Never-say-die attitude carries Spartans to final

INDIANAPOLIS -- There's a difference between just being hungry and starving. On Sunday night, the Michigan State Spartans were the latter.

"Coach [Semeka] Randall told us before the game that we needed to feel more than hunger," senior center Kelli Roehrig said. "We had to be starving. We had to want it that bad."

And after knocking off perennial powerhouse Tennessee 68-64 in front of 28,937 at the RCA Dome on Sunday, Michigan State now has the opportunity to partake in the ultimate buffet. The Spartans will meet Baylor in Tuesday's title game (ESPN, 8:30 p.m. ET).

The Spartans' accomplishment Sunday was thrilling, stunning and sobering.

"We're the blue-collar team," said senior guard Kristin Haynie, whose steal and ensuing layup with 52 seconds remaining gave the Spartans a 64-62 lead. "Everybody always seems surprised when we do the things we do, but we believe in ourselves. We believe that we can go into any situation and win.

"We knew we were underdogs but that didn't matter. We came here to compete for a national championship and that's exactly what we're doing."

Actually, Michigan State is simply serving notice that it is a team that no one can look past. On Sunday, it erased a 16-point halftime deficit to top the Lady Vols. Last week, the Spartans came from behind to knock Stanford out of contention in the Kansas City Regional. And before that, the Spartans rallied to beat Southern California in the second round in Minneapolis.

Additionally, the Spartans, who have won a school-record 33 games this season, also posted overtime wins against Boston College, Notre Dame and Illinois during the regular season. Their comeback Sunday tied the largest women's NCAA Tournament comeback, a mark previously held by Notre Dame when the Fighting Irish topped Connecticut in 2001.

Even more telling, however, is that the Spartans are 4-0 this season against teams ranked in the top five.

"This team has a lot of guts," Michigan State coach Joanne McCallie said. "I can't even begin to tell you how much. They have heart and guts and you saw that combination tonight."

Tennessee saw it, and felt it, too.

"We never imagined that we would lose this game," said junior guard Shanna Zolman, one of the few Lady Vols with dry eyes in the locker room after the game. "I think everyone in the building with the exception of a few Michigan State fans thought we would win.

"But you have to give Michigan State credit. They not only came from behind, but they came from behind against us. That says a lot about them. They showed their heart tonight -- more so than any other game of the season. They had two hearts tonight."

A stoic Pat Summitt echoed those sentiments.

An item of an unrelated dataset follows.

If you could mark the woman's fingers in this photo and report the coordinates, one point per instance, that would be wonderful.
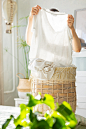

"They deserve to be moving on, but this hurts," said Summitt. "Obviously they've done a great job with this program. They've got good guard play and had four people in double figures. They dug down deep and pulled this thing out.

"Obviously this is a very, very disappointing loss. It will be a long time before I get this one out of my system. I'm sure the players probably feel the same way."

What hurt the Lady Vols the most was their loss of composure down the stretch. You can't give a starving team a free steak and not expect them to take a big bite. Michigan State junior forward Liz Shimek sank a jumper after a timeout with just more than three minutes remaining to pull the Spartans within four points at 62-58.

Junior guard Lindsay Bowen then hit a pair of free throws with 1:50 left to cut the Lady Vols' lead to 62-60, followed by sophomore guard Victoria Lucas-Perry's two free throws that tied the score at 62.

"I think the second 20 minutes really reflected the greatness and the heart and soul of our team," McCallie said. "To come back from the deficit and to finish the game in the manner in which our team did … I am certainly very proud, but not the least bit surprised given what our team has done all year long."

Added Shimek: "The whole game we all believed. We've been in so many similar situations this year. We just know there's plenty of time left on that clock and it's not over until it's over and that's what happened to night."

What will happen Tuesday night is anyone's guess at this point. This year's final will feature two new teams in green who are both starving for respect, and striving for greatness.

"We always give a fight and we never give up," Lucas-Perry said. "That's what makes us so great. There's nothing this team can't do. That's why we're so good."